Nuestra fe en Dios no es puramente cerebral y menos un simple rito frío; tampoco un entramado de simbolismos. Dios ha querido que la fe sea una cosa bien simple. Para eso se ha puesto al alcance de nuestra mente, de nuestras manos, y también de nuestros labios. La encarnación del Hijo de Dios es precisamente eso. En Jesús de Nazaret se ha puesto a nuestra disposición, al alcance de nuestros sentidos: Oíd, mirad, gustad, tomad, tocad, comed, bebed. Aunque parezca muy paradójico, tenemos a un Dios a quien podemos escuchar, comer, beber, gustar.

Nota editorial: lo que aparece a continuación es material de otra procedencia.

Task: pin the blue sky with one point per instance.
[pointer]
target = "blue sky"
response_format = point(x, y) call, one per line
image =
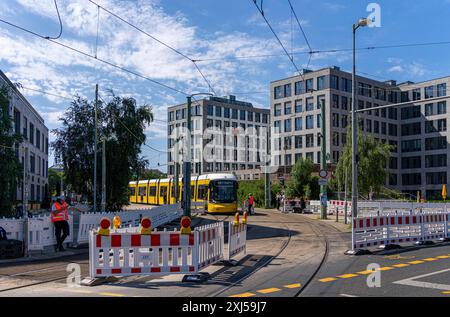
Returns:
point(208, 29)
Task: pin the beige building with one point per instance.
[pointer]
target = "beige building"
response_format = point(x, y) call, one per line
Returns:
point(223, 114)
point(28, 123)
point(417, 131)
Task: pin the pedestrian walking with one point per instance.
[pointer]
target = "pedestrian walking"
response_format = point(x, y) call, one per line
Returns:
point(59, 217)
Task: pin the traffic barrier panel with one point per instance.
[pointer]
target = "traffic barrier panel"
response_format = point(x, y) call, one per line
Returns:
point(130, 218)
point(41, 231)
point(125, 254)
point(237, 239)
point(399, 228)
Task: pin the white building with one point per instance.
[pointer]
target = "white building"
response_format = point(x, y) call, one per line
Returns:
point(30, 124)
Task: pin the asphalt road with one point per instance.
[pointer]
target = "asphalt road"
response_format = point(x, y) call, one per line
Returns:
point(287, 255)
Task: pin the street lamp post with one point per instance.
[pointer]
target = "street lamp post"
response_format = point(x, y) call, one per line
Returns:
point(361, 22)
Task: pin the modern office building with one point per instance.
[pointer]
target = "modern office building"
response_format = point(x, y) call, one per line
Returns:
point(418, 131)
point(220, 114)
point(34, 149)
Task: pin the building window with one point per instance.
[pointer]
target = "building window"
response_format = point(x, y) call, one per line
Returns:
point(287, 125)
point(442, 107)
point(411, 146)
point(335, 101)
point(438, 160)
point(436, 143)
point(320, 82)
point(411, 179)
point(334, 82)
point(411, 129)
point(411, 162)
point(309, 140)
point(287, 90)
point(298, 124)
point(309, 85)
point(277, 110)
point(298, 87)
point(442, 90)
point(242, 114)
point(277, 92)
point(287, 108)
point(428, 92)
point(437, 178)
point(335, 120)
point(298, 141)
point(309, 104)
point(429, 109)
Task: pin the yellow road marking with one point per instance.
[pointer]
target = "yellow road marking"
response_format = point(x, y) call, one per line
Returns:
point(80, 291)
point(248, 294)
point(347, 275)
point(416, 262)
point(400, 265)
point(430, 259)
point(385, 268)
point(269, 290)
point(297, 285)
point(328, 279)
point(112, 294)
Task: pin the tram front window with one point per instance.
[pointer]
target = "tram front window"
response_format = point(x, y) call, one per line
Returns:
point(223, 191)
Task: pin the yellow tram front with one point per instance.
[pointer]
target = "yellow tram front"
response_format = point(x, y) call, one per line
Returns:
point(217, 192)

Es la eucaristía, y no hay por qué escandalizarse. Es que Dios es así, es que Él obra así; son las cosas del amor de Dios. Pensar y creer en Dios está bien; ofrecerle primicias y sacrificios, también. Pero Él quiere algo más: Quiere que comamos la Carne y bebamos la Sangre de su Hijo, hecho hombre, muerto en la Cruz, y resucitado, y que lo hagamos si de veras queremos estar en el cielo, vivir por toda la eternidad.
La eucaristía es una provocación por parte de Jesús. Es creer en Él, sentir hambre, comer su Cuerpo y beber su Sangre, querer tener vida más allá de la muerte. Es el amor de Dios que se convierte casi que en un desafío a toda la humanidad: comer el Cuerpo y beber la Sangre de Jesús. Vivir en Él y que Él viva en mí, en cada uno de nosotros. Es la eucaristía.

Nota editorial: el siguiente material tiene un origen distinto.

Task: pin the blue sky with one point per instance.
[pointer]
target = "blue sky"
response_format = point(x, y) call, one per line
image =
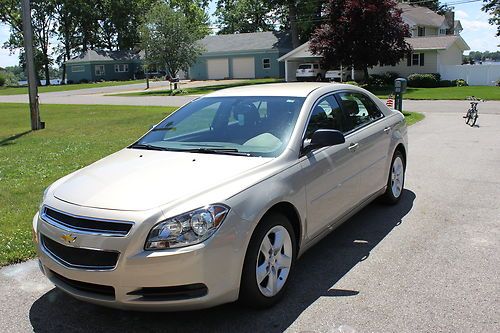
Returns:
point(478, 33)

Es como si el Señor Jesús quisiera provocarnos todos los días. Es como si nos invitara a gritar: ¡Sí creo! cada vez que oímos al sacerdote decir en el altar: “Esto es mi Cuerpo que será entregado por vosotros”.
Provocación, invitación a que cada uno pueda decir: Yo siento hambre, yo siento sed, yo quiero vivir en Él, para ser así capaz de vencer la muerte y estar un día con el Padre, con su Hijo Jesús, el Espíritu Santo y con María la Madre de Jesús, que fue llevada al cielo en cuerpo y alma, con los ángeles y todos los santos. Y no debe darme pena confesarlo: Vivo con hambre de la carne de Cristo, vivo con hambre de cielo. Me confieso hambriento del Cuerpo y de la Sangre de Jesús. Por eso estoy aquí, al pie del altar, porque tengo hambre y mucha sed, y sé que sólo Él me la puede calmar.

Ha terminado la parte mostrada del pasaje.